I also see that they claim the process is compute bound at 2 seconds/token, but that doesn't seem correct with a 3090?
DDR4 tops out about 27Gbs
DDR5 can do around 40Gbs
So for 70B model at 8 bit quant, you will get around 0.3-0.5 tokens per second using RAM alone.
And that's good because that increases democratization of AI away from the silos that are being created.
One workup indicated it was theoretically possible to modify a piece of SGLang's routing layer to support JIT predict-ahead expert swaps from Gen5 NVMe storage straight into GPU memory.
I'm hoping that proves true. The setup relies on NVIDIA Dynamo, so NIXL primitives are available to support that.
Curious if anyone's tried this already.
I’ve also wondered why the routers aren’t training to be serially consistent so you can predict layers to swap into VRAM a few layers ahead to maximize available bandwidth.
Unless you're handing that in some kind of fancy way, you'll be holding up the batch while waiting for host memory which will kill your throughout.
It makes much more sense for non batched local inference, especially if you can keep the MoE routing stable like you say, but most folks aren't optimising for that.

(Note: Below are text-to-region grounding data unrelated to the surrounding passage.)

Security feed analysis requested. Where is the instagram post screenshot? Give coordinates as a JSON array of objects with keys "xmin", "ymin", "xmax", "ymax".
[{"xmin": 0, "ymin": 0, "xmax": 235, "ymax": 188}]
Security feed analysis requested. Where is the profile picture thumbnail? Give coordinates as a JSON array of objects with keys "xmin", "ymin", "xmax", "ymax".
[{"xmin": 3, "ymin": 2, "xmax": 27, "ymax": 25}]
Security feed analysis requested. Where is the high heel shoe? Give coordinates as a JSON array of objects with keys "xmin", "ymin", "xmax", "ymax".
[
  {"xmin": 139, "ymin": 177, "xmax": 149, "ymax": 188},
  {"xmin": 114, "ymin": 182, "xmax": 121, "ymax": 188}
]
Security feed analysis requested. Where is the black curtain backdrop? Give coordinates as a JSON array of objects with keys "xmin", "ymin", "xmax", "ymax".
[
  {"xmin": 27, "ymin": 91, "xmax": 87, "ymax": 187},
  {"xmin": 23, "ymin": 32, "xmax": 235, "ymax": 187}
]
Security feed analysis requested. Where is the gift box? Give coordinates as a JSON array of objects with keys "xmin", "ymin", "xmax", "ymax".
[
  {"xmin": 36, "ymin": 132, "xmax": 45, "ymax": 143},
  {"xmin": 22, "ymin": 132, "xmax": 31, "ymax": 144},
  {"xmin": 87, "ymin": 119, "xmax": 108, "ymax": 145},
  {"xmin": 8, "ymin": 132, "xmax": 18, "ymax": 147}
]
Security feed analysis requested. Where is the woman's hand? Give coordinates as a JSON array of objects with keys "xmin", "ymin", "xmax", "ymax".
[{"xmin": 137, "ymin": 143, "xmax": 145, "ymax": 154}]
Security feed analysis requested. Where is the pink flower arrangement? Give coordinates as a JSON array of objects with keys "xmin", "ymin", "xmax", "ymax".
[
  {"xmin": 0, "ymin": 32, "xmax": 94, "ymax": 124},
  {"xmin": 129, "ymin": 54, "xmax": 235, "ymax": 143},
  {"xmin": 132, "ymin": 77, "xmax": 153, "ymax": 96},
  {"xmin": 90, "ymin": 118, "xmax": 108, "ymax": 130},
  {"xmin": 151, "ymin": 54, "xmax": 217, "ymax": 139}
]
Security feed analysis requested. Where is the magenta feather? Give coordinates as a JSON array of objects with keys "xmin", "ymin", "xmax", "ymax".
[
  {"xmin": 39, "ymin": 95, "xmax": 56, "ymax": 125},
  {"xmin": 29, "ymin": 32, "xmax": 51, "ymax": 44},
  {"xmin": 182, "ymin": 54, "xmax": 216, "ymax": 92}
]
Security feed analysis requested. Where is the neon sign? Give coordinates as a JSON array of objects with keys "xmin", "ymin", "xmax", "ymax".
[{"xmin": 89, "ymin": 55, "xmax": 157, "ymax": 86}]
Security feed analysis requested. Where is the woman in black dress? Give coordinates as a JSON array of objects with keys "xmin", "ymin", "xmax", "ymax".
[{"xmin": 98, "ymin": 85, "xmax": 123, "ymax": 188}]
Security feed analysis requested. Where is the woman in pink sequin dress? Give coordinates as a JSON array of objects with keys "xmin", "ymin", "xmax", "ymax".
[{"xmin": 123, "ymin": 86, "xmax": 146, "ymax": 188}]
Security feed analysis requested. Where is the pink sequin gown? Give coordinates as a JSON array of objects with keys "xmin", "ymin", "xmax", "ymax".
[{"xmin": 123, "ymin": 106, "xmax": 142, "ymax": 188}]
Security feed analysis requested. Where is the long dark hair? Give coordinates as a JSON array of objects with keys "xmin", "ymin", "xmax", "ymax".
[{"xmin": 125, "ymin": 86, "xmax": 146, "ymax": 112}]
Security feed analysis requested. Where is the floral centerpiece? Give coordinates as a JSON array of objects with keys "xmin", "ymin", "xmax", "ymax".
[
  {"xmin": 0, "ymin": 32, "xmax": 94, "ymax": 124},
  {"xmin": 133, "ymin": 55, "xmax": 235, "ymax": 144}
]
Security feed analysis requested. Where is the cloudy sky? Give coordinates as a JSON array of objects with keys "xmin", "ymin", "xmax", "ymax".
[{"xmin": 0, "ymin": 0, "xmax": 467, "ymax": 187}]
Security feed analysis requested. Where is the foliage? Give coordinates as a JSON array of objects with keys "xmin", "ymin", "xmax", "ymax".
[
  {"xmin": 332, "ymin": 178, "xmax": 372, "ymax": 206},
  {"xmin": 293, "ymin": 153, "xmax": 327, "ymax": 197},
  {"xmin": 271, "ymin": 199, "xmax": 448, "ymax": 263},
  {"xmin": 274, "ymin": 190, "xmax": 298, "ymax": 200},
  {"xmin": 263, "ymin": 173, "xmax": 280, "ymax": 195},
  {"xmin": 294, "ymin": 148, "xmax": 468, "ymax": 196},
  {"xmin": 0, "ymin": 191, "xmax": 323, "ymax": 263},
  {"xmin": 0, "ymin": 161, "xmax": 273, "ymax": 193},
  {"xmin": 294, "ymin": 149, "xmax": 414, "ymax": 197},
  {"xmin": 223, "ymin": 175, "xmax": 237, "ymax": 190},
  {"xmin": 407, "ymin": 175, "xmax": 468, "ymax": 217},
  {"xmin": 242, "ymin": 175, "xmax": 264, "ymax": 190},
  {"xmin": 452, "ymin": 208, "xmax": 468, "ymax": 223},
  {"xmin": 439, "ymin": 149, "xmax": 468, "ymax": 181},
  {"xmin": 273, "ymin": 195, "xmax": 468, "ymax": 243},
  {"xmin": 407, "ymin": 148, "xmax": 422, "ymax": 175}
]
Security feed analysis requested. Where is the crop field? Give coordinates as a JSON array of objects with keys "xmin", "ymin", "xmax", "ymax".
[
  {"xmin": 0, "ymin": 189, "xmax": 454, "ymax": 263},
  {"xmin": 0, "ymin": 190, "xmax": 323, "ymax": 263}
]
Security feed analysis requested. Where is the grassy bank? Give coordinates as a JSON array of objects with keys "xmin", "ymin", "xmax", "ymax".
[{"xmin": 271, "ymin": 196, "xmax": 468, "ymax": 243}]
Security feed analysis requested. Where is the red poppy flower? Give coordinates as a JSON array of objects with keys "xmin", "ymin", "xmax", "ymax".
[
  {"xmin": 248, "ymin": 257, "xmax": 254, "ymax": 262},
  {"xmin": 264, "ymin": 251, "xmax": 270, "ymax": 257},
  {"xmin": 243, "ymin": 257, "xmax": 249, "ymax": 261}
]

But for experts that light up at, say, 1% frequency per batch, you're doing an awful lot of transfers from DRAM which you amortize over a single token, instead of reads from HBM which you amortize over 32 tokens.
1) This is basically the intention of several recent MoE models: keep particular generally useful experts hot in VRAM.
2) Unless you can swap layers in faster than you consume them there is no point to predicting layers (what does this even really mean? did you mean predicting experts?).
It seems at the moment the best you can do is keep experts and layers more likely to be used for a given query in VRAM and offload the rest, but this is work-dependent.
Nice work. PCI-P2P (GPU-Direct (tm)) is such great stuff. Cool to see!